Eligibility Criteria
Ages Eligible for Study
18 years to 52 years (Adult)
Accepts Healthy Volunteers
Yes
Description
Inclusion Criteria:
- Myelomeningocele (including myeloschisis) at level T1 through S1 with hindbrain herniation. Lesion level and hindbrain herniation will be confirmed by MRI and ultrasonography.
- Maternal age ≥18 years.
- Gestational age of 19 to 27 6/7 weeks' gestation as determined by clinical information and evaluation of first ultrasound.
- Balanced karyotype and/or normal mircoarray with written confirmation of culture results. Results by fluorescence in situ hybridization (FISH) will be acceptable if the patient is at 24 weeks or more.
- Positive evaluation of social work consult indicating the patient is capable of consenting to the procedure and has the appropriate social support system to participate in the study.
- Positive evaluation from pediatric neurology consult.
- Willing to return to our center, or to a multi-disciplinary spina bifida clinic closer to their home for the 6, 12, 24, 30, 48, and 60 months follow-up evaluations.
Exclusion Criteria:
- Multiple gestation
- Insulin-dependent pregestational diabetes
- Presence of a fetal anomaly not related to Chiari II Malformation. A fetal echocardiogram will be conducted before surgery and if the finding is abnormal, the patient will be excluded.
- Fetal kyphosis of 30 degrees or more, assessed by ultrasound or MRI.
- Presence of uterine cervical cerclage or history of incompetent cervix.
- Placenta previa or placental abruption.
- Short cervix < 25 mm measured by cervical ultrasound.
- Obesity as defined by body mass index (BMI) of 40 or greater.
- History of previous spontaneous singleton delivery prior to 37 weeks.
- Maternal-fetal Rh isoimmunization, Kell sensitization or a history of neonatal alloimmune thrombocytopenia.

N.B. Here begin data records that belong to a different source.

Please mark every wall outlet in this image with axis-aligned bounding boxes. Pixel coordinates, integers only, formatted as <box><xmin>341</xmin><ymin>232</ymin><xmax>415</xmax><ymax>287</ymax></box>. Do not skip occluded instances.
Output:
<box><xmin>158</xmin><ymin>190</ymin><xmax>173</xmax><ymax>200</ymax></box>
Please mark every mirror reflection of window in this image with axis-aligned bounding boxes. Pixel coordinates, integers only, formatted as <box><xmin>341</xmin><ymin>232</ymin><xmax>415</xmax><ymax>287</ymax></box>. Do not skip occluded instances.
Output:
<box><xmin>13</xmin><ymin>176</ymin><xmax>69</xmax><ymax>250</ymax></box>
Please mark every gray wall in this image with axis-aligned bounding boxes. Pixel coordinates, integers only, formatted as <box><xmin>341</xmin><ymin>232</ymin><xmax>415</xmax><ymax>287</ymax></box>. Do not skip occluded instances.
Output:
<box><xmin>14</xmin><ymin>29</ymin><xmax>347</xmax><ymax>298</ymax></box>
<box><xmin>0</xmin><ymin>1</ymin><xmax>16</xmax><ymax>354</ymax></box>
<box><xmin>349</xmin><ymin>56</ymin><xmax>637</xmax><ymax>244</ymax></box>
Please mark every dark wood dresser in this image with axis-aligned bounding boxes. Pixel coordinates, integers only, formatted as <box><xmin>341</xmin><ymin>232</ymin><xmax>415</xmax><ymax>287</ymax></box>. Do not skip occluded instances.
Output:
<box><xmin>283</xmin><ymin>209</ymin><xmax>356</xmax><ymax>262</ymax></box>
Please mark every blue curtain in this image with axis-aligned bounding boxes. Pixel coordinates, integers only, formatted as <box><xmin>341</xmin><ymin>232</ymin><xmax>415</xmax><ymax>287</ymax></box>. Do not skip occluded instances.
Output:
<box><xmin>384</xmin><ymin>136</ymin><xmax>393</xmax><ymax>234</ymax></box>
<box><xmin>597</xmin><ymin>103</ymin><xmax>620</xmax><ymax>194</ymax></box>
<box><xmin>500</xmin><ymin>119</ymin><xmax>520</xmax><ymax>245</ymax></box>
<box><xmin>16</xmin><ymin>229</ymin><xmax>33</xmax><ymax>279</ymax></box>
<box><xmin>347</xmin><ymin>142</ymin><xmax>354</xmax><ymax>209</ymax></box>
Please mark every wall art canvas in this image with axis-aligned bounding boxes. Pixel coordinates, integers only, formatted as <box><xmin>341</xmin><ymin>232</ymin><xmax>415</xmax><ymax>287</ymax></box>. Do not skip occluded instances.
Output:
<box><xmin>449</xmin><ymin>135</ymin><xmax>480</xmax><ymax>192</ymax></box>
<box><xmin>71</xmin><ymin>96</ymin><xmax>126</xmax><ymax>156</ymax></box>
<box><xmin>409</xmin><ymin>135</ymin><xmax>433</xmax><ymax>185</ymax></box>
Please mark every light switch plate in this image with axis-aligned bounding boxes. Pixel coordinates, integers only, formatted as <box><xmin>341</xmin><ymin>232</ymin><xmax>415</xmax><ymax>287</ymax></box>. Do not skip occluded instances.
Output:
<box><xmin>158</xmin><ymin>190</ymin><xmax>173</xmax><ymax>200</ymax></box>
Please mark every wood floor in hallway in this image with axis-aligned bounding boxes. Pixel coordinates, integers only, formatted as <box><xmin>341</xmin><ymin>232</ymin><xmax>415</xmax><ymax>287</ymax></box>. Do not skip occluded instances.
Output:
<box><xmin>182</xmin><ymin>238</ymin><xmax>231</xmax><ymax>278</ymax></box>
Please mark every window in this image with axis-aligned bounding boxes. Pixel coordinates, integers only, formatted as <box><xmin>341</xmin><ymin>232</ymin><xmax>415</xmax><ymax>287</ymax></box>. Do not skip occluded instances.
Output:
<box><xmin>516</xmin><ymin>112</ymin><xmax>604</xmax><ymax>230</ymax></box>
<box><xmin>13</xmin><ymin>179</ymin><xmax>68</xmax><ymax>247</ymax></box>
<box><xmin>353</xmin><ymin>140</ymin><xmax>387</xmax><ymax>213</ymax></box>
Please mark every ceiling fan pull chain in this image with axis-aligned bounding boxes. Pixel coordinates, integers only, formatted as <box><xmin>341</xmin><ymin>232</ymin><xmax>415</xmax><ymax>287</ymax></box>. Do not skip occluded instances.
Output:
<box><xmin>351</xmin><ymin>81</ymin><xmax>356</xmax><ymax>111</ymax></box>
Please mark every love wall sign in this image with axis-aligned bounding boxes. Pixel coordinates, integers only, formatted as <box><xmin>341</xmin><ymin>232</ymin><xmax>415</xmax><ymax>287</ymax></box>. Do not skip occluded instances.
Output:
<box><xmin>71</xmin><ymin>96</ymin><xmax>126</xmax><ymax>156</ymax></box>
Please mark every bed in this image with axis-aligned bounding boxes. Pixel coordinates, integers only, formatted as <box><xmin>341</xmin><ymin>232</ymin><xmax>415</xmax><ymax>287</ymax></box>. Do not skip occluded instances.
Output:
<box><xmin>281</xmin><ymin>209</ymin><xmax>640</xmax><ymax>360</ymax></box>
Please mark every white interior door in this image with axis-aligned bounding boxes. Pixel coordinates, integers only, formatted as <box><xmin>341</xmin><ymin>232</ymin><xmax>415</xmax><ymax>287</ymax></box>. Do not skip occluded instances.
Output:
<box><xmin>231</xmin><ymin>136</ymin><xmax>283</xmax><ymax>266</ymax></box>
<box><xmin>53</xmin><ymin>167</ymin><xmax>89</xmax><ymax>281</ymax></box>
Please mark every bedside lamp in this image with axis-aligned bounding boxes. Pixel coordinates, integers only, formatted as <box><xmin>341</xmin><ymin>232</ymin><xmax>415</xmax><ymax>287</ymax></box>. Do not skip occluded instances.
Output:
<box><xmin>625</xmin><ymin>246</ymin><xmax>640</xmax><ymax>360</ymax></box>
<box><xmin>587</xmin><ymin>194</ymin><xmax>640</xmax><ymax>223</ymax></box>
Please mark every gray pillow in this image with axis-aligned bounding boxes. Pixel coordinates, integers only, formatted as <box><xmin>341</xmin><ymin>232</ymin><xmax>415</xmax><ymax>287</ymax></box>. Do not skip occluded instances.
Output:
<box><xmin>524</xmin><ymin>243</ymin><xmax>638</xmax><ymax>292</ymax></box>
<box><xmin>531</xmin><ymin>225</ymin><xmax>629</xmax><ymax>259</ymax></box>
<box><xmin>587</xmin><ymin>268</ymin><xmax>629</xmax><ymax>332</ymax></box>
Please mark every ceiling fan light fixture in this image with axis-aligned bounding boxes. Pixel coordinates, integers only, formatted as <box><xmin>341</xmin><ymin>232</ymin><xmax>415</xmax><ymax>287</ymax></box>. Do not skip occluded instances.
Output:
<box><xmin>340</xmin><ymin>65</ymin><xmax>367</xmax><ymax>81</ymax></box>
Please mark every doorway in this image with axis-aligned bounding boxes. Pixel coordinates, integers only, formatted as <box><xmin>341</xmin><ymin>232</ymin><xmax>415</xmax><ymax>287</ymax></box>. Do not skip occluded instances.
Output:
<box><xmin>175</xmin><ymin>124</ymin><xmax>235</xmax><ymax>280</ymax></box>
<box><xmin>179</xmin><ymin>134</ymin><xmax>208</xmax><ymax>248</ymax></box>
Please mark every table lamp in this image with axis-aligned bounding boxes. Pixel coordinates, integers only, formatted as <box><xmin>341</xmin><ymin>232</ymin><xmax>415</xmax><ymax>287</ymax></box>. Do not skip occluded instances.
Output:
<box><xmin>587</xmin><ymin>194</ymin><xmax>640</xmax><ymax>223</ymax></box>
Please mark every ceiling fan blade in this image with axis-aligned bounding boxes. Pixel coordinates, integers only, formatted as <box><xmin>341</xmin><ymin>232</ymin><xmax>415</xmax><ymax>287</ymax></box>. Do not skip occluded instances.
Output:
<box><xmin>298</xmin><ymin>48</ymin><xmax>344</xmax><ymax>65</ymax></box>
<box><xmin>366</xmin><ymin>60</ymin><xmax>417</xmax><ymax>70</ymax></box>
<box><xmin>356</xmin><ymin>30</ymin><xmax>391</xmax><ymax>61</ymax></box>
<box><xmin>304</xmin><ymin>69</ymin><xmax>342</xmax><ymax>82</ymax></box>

- Maternal HIV or Hepatitis-B status positive because of the increased risk of transmission to the fetus during maternal-fetal surgery. If the patient's HIV or Hepatitis B status is unknown, the patient must be tested and found to have negative results before she can be enrolled.
- Known Hepatitis-C positivity. If the patient's Hepatitis C status is unknown, she does not need to be screened.
- Uterine anomaly such as large (greater than 6 cm) fibroids, cervical fibroids or multiple fibroids or Mullerian duct abnormality.
- Other maternal medical condition which is a contraindication to surgery or anesthesia.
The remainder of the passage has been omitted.